Hadoop(二)Hadoop的HelloWorld(单机模式下的安装和使用)
本文已同步至个人博客liaosi's blog-Hadoop(二)Hadoop的HelloWorld(单机模式下的安装和使用)本文示例使用的VMWare虚拟机,Linux系统版本是CentOS 7_64位,Hadoop的版本是Hadoop 2.8.2,JDK版本是1.8,使用的账号是创建的hadoop账号(参考Hadoop(一)Hadoop的介绍和安装前准备)。

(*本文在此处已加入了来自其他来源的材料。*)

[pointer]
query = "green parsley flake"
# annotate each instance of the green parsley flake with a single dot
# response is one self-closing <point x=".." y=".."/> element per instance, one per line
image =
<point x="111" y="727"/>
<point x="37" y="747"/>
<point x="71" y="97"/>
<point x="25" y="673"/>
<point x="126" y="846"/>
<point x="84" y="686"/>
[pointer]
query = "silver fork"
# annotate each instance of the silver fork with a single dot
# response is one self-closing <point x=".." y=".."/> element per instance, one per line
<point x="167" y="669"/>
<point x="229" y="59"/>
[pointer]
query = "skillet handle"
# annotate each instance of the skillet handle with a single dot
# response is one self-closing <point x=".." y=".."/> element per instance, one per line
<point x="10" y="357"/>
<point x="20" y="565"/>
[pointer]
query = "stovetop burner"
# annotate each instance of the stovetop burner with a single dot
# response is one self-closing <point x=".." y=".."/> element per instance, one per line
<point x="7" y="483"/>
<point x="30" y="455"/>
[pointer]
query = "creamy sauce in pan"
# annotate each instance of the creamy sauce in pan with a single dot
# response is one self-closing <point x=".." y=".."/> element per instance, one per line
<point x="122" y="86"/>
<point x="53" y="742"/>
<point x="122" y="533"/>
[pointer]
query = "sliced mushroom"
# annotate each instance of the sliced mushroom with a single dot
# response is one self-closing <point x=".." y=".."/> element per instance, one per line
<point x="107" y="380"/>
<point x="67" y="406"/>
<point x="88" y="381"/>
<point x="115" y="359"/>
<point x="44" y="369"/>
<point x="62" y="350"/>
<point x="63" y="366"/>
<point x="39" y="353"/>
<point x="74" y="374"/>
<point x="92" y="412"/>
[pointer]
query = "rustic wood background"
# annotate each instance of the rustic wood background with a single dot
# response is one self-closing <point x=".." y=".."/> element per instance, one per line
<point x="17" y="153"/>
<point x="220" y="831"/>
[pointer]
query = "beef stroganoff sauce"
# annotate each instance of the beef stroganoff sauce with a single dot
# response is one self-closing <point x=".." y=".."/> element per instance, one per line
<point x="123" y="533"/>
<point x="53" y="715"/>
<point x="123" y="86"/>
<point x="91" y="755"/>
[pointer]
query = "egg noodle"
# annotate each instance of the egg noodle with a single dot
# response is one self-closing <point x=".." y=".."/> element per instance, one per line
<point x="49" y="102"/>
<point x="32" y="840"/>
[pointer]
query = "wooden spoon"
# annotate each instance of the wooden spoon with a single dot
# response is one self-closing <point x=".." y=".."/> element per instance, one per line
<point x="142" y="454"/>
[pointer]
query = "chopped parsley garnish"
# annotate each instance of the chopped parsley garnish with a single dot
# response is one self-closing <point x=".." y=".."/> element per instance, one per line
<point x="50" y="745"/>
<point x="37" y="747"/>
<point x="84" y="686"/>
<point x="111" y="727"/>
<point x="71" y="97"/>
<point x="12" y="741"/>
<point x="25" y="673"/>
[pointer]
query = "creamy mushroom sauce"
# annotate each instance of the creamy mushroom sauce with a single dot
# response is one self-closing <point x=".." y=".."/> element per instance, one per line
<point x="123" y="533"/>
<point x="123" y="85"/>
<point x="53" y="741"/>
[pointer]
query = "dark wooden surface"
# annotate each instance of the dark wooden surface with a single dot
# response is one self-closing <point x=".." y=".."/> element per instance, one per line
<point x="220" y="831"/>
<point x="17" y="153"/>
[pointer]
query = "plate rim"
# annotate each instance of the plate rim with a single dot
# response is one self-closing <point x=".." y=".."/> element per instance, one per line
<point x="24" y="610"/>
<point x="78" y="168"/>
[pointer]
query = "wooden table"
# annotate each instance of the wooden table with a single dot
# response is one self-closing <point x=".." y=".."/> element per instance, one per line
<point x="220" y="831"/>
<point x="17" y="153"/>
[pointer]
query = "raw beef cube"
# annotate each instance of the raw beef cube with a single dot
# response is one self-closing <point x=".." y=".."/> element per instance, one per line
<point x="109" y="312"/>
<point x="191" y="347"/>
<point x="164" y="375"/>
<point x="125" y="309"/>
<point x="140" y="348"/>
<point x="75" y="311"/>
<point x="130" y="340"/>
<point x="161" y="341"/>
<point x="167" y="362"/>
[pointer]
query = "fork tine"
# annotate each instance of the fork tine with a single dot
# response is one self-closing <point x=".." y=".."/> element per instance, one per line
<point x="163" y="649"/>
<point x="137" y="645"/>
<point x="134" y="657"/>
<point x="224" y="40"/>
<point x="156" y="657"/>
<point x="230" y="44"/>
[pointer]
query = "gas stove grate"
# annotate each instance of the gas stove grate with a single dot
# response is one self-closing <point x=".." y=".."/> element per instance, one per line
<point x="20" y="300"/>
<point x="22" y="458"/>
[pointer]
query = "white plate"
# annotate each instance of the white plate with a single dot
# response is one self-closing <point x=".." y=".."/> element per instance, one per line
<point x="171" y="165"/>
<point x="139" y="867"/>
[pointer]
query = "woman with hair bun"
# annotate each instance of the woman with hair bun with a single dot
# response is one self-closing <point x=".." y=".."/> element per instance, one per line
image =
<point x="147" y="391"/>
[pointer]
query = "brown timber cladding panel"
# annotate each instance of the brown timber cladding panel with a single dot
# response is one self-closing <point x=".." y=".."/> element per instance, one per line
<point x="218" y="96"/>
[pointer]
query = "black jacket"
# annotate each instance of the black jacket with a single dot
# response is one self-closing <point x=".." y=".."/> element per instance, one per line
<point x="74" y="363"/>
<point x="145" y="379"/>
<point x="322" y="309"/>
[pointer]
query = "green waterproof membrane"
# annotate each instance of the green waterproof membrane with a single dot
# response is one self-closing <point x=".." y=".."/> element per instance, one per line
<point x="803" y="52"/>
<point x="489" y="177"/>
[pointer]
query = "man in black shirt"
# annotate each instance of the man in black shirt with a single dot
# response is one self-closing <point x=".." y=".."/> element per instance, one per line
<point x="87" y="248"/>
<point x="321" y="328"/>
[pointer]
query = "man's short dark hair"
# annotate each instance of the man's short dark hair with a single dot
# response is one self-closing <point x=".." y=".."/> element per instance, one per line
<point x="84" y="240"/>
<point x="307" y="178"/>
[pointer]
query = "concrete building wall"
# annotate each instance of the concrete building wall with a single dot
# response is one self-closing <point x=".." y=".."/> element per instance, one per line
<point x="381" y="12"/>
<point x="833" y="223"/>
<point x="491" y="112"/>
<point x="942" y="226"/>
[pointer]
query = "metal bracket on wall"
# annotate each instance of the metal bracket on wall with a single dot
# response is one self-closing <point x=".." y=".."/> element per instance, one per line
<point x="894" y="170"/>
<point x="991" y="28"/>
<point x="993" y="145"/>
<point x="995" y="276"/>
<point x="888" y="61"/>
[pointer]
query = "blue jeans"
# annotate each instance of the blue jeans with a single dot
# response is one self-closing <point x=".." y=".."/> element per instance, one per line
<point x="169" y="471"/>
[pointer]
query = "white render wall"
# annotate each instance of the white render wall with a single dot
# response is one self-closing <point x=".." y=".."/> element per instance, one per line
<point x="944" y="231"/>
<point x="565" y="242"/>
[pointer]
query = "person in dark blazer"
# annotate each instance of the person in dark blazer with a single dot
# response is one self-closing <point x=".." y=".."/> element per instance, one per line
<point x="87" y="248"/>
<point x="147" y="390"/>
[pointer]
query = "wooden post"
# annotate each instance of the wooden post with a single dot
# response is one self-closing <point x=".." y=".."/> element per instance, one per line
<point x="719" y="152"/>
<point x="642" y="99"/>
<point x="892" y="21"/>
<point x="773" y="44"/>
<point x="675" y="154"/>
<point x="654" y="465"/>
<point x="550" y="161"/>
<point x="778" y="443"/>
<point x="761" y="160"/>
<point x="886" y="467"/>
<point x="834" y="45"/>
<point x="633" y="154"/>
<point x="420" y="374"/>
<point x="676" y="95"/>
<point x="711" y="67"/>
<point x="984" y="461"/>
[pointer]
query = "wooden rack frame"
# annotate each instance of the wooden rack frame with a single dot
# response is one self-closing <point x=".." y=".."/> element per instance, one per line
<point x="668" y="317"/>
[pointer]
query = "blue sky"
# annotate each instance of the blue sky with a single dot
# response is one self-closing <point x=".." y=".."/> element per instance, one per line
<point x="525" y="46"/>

安装Hadoop之前要保证系统已经安装了Java JDK,并配置好了Java环境变量。
Hadoop集群有三种启动模式:
- 单机模式:下载Hadoop在系统中,默认情况下之,Hadoop被配置成以非分布式模式运行的一个独立Java进程。这种模式适合用于调试。
- 伪分布式模式:Hadoop可以在单节点上以所谓的伪分布式模式运行。此时每一个Hadoop守护进程,如 hdfs, yarn, MapReduce 等,都将作为一个独立的java程序运行。这种模式适合用户开发。
- 完全分布式模式:即真正的分布式,需要多台独立服务器组成集群。
本文内容即是单机模式的示例。
一.下载Hadoop并配置
1.从官网上 http://hadoop.apache.org/rele... 下载,并解压到服务器的某个目录下(此处我登录的用户是hadoop,解压到${HOME}/app目录下)。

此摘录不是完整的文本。